Space density evolution of X-ray selected AGN as a function of redshift. Each panel corresponds to AGN with different levels of line-of-sight obscuration, parametrised by the hydrogen column density N_H as indicated by the legend at the top. The curves show observational constraints presented by Buchner et al. (2015). The red curves correspond to unobscured AGN logN_H<22 (cm^-2), blue is for mildly obscured sources logN_H=22-24 (cm^-2) and green is for the most heavily obscured systems, the Compton thick AGN, logN_H>24 (cm^-2).

The diffuse X-ray background (XRB) is the superposition of the X-ray emission of individual Active Galactic Nuclei (AGN) across cosmic time. AGN population synthesis models (e.g. Akylas et al. 2012) can reconstruct the shape and overall normalisation of the XRB spectrum by invoking a population of heavily obscured AGN. There are still uncertainties on the evolution of AGN, particularly heavily obscured ones, with direct impact on models for the composition of the XRB.

Work is currently in progress to provide tighter observational constraints on the space density of AGN as a function of accretion luminosity, redshift and level of obscuration, which can then feedback to XRB population synthesis models.
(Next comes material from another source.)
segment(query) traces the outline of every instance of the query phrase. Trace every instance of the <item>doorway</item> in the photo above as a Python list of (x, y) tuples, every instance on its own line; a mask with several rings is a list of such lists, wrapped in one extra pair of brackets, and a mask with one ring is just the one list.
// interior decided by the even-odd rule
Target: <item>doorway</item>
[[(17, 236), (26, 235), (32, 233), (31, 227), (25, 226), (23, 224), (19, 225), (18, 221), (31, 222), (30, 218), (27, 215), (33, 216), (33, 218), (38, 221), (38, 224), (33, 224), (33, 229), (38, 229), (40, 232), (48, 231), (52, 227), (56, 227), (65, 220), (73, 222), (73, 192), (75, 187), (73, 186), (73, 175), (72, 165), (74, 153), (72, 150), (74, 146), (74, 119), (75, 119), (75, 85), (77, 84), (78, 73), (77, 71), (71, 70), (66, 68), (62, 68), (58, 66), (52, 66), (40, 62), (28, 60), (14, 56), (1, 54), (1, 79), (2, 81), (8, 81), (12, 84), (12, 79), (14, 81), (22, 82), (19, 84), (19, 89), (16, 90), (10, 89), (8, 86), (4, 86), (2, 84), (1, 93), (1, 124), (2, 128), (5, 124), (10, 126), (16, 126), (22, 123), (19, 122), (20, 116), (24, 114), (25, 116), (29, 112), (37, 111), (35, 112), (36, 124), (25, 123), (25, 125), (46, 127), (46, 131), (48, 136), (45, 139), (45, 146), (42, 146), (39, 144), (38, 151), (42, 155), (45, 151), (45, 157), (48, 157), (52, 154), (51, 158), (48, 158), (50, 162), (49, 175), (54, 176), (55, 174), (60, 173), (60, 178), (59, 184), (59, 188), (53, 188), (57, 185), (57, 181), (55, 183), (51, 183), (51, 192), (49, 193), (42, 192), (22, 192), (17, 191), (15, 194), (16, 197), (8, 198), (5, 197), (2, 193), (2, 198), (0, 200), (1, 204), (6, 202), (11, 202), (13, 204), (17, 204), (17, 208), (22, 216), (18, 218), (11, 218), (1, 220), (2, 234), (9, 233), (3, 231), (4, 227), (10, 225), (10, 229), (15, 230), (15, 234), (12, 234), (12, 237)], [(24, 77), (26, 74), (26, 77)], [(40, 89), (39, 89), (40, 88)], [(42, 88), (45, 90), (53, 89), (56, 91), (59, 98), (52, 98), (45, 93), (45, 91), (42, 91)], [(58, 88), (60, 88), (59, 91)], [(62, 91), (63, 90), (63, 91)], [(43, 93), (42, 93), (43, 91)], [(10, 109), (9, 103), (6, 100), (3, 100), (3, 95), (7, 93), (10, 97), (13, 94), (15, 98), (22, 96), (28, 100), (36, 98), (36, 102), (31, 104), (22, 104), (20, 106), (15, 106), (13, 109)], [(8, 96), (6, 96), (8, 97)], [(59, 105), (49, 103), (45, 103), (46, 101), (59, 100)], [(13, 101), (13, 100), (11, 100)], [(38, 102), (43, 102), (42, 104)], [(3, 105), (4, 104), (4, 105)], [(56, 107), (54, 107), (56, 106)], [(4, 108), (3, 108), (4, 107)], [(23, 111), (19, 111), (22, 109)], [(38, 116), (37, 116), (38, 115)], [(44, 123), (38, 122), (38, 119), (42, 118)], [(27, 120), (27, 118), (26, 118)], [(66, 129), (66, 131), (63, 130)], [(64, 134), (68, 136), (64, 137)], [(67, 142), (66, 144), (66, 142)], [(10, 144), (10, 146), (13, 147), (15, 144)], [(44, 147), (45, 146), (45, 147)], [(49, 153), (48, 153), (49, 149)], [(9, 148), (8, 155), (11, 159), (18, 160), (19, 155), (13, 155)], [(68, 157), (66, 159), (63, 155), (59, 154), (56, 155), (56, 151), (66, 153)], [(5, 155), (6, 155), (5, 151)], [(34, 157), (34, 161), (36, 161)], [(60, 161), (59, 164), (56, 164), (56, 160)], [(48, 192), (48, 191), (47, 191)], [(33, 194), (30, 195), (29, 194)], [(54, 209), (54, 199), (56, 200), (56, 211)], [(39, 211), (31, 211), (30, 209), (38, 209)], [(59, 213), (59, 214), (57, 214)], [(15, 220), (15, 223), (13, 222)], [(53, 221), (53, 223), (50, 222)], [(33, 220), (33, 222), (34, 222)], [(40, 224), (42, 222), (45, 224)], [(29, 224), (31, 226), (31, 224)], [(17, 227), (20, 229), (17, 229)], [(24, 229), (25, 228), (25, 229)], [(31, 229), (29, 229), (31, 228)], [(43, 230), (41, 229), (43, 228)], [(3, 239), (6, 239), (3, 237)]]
Of particular interest are estimates of the space density of the most deeply shrouded (Compton thick) AGN, i.e. those that are embedded within cocoons of dust and gas clouds with equivalent hydrogen column density logN_H>24 (cm^-2).

X-ray surveys have been extensively used over the years to improve our knowledge on the most heavily obscured AGN. They are advantageous over selections at other wavelengths because they provide clean AGN samples, minimal contamination by non-AGN and also allow direct measure of the level of obscuration of the central source via X-ray spectroscopy. Work is currently underway to improve analysis methodology and expand the survey data used in luminosity function calculations.